Der Trend geht zum Geschenk-Gutschein, so war im Wirtschaftsteil einer Zeitung in der vergangenen Woche zu lesen. Für so einen kleinen Pfandschein kann es gute Gründe geben: Es braucht einen passenden Zeitpunkt oder es ist ein Herzenswunsch, den man den Beschenkten lieber selbst aussuchen lässt. Der Artikel hatte aber eine andere Art Gutschein im Blick: Er informierte über allgemeine Einkaufsgutscheine.

Das funktioniert so, dass man einen Gutschein mit einem festgelegten Betrag für den Einkauf in einem bestimmten Kaufhaus verschenkt, und damit kann der Beschenkte einfach nach Herzenslust einkaufen gehen. So ein Gutschein fördert den Umsatz und sicher darf es dann ein bisschen mehr sein …

Aber: Ist das wirklich ein Geschenk? Mich erinnert das eher an eine Art Weihnachtsgeld zusätzlich zum Gehalt, gewissermaßen eine Gratifikation für die im letzten Jahr erwiesene Freundlichkeit und Liebe in der Familie oder Partnerschaft.

Der Trend zum Gutschein an Weihnachten setzt, so könnte man sagen, auf diese Weise einfach das fort, was sich in unserer Gesellschaft zunehmend einschleicht: Man bezahlt und will bezahlt werden für Hilfestellungen und für Unterstützung, die man braucht. Es ist zu beobachten: Menschenfreundlichkeit und Nachbarschaftlichkeit werden mehr und mehr zu einem Austausch von Geld und Lohn für gute Taten.
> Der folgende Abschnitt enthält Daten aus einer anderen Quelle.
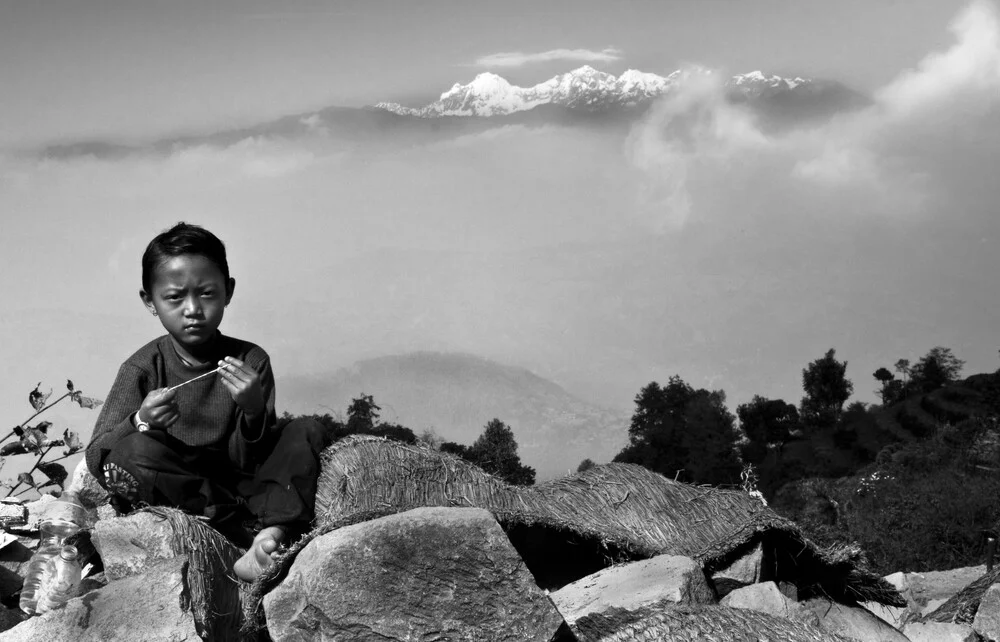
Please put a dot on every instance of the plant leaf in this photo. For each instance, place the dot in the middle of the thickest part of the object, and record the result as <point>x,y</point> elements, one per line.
<point>33,439</point>
<point>72,442</point>
<point>54,471</point>
<point>37,398</point>
<point>13,448</point>
<point>86,402</point>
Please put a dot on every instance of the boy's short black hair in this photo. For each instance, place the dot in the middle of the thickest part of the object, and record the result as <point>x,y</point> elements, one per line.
<point>183,238</point>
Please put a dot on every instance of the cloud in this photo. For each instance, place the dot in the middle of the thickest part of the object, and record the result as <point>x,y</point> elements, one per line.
<point>922,147</point>
<point>519,59</point>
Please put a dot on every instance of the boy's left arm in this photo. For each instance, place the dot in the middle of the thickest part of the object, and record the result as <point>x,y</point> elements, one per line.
<point>253,390</point>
Der Einkaufsgutschein an Weihnachten passt dazu, finde ich.

Der Kontrast zu der Botschaft von Weihnachten könnte allerdings kaum größer sein. Denn da geht es um etwas, das man auf diese Weise nicht erwerben kann: um Sinn, um Heil, um Zukunft. In der biblischen Weihnachtserzählung gibt es weder Gutscheine noch Geschenke untereinander. Allein das Kind in der Krippe bekommt etwas dargebracht: Weihrauch für das Gotteskind, heilende Myrrhe für den Heiland der Welt, und Gold, kostbares Gut, aus der Hand gegeben, nicht als Besitz an sich gerafft. Das bekommt ein Kind, das sich nicht durch Leistung und Verdienst ausgewiesen hat! Dieses Schenken hat große Wirkung entfaltet in unserem Brauch, sich an Weihnachten zu beschenken.

Ich meine, wenn diese Art von Geschenken die unseren inspiriert, dann kann daraus etwas anderes werden als eine Ansammlung von Geschenkpäckchen. Es kann sichtbar werden, dass Geschenke Gesten der Freundlichkeit sind, keine Belohnungen, dass sie aus der Freude kommen, nicht aus der Verpflichtung. Und deshalb gehören für mich zum Schenken auch Dinge wie ein Brief, ein Foto, eine Verabredung, eine Spende, oder einfach – ganzjährig übrigens - Zeit und Aufmerksamkeit füreinander.